Ça sert à rien d'cavaler...
quand faut y aller, faut y aller !

"Chiche que j't'en mets plein la vue, mon lapin"
que balance la tortue à son petit copain.
"J'te parie toute une botte de carottes
que j's'rai avant toi au bout du champ
avant même que t'aies pris le temps
de bouger ton "panier à crottes" !
Y manque de s'étouffer, c'te cloche...
"Non mais, t'es givrée la tortoche...
Tu s'rais pas sitôt caltée,
que j's'rai à l'arrivée...
Et en plein cagnat, mais t'es cinglée ?
Pas vrai, j'suis en train d'berlurer.
J'f'rais sûrement mieux d'aller m'pieuter" !
"Mais non, tu berlures pas, mon copain,
tape-moi dans la patte... et pis tu verras bien".
Sur ce, le lièvre tellement crevé...
dans un coinstot va s'affaler.
Pendant c'temps, la tortue se met les bouts,
avec son p'tit braquet de rien du tout.
Gentiment, elle tricote des gambettes,
et elle en met un vieux coup, la minette.

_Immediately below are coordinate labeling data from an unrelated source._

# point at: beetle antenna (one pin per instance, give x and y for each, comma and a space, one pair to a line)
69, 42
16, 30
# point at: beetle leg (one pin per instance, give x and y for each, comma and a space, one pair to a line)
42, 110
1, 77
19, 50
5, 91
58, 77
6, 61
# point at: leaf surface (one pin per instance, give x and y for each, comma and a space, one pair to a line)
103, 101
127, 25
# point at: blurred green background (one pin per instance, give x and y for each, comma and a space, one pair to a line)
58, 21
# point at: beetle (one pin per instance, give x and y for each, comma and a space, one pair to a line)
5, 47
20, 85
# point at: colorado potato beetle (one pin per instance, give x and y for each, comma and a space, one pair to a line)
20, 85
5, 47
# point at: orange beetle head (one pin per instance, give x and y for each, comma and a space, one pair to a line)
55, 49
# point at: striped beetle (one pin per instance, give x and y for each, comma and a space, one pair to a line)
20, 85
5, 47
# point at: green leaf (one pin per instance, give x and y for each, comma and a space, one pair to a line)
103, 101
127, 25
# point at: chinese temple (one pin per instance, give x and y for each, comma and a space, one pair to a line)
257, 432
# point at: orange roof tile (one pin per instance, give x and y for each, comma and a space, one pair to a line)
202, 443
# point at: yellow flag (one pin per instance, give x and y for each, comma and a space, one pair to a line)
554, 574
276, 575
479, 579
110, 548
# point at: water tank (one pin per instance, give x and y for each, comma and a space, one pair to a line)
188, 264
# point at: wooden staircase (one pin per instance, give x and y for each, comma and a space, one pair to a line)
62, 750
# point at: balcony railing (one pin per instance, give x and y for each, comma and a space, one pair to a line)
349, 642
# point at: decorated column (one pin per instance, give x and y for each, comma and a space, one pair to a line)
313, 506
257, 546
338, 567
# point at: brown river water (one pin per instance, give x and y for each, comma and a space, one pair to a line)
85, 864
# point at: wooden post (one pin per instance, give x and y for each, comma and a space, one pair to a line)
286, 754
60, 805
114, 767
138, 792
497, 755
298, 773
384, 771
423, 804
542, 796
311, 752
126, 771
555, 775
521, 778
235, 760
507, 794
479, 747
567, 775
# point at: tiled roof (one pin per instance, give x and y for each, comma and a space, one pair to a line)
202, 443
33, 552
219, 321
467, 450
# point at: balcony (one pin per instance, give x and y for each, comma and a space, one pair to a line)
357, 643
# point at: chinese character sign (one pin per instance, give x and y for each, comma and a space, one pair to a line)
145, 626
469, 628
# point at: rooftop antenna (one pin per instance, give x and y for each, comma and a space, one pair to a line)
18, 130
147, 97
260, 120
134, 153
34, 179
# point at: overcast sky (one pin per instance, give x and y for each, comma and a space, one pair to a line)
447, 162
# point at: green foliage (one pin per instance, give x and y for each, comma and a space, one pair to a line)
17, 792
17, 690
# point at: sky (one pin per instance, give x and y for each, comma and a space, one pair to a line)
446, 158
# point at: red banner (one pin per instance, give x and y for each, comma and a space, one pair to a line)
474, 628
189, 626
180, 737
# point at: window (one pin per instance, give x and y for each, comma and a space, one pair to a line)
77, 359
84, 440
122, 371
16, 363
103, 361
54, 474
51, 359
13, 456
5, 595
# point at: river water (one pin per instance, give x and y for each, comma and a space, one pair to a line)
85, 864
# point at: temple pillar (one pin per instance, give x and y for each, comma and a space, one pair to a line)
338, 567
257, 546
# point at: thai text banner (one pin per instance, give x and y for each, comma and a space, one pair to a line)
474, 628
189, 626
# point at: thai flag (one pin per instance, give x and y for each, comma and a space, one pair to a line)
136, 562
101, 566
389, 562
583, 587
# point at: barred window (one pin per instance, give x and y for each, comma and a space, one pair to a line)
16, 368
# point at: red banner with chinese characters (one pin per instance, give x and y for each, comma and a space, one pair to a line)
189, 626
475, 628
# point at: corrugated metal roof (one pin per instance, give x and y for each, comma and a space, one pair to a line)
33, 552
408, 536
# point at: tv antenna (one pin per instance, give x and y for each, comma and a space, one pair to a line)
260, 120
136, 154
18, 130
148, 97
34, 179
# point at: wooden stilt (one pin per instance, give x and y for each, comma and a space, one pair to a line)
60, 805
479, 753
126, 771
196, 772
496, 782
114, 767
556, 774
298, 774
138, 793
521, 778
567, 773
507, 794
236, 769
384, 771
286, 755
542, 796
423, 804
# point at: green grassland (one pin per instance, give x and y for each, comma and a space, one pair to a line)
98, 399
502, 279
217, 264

Quand il ouvre les quinquets, le lapinos
s'aperçoit qu'il va l'avoir dans l'os.
Même si c'est lui l'plus fort,
Fallait qu'il les bouge plus tôt, ses cannes à r'ssorts.
Et il y va, tant que ça peut...
Oui, mais trop tard, c'est déjà elle la preu.

Alors, mon gibelot, qu'elle lui dit, tu récupères ?
Comment qu'tu t'es fait avoir, mon p'tit père !
T'as beau faire des chronos,
si tu t'débines pas assez tôt...
Ben, tu l'auras toujours dans l'dos !
... et encore, t'as eu du pot
t'étais à poil, pour faire le cross,
Gaffe un peu, mézigo,
j'ai ma cabane sur les endosses !

René Battais,
poème aimablement communiqué par l'auteur.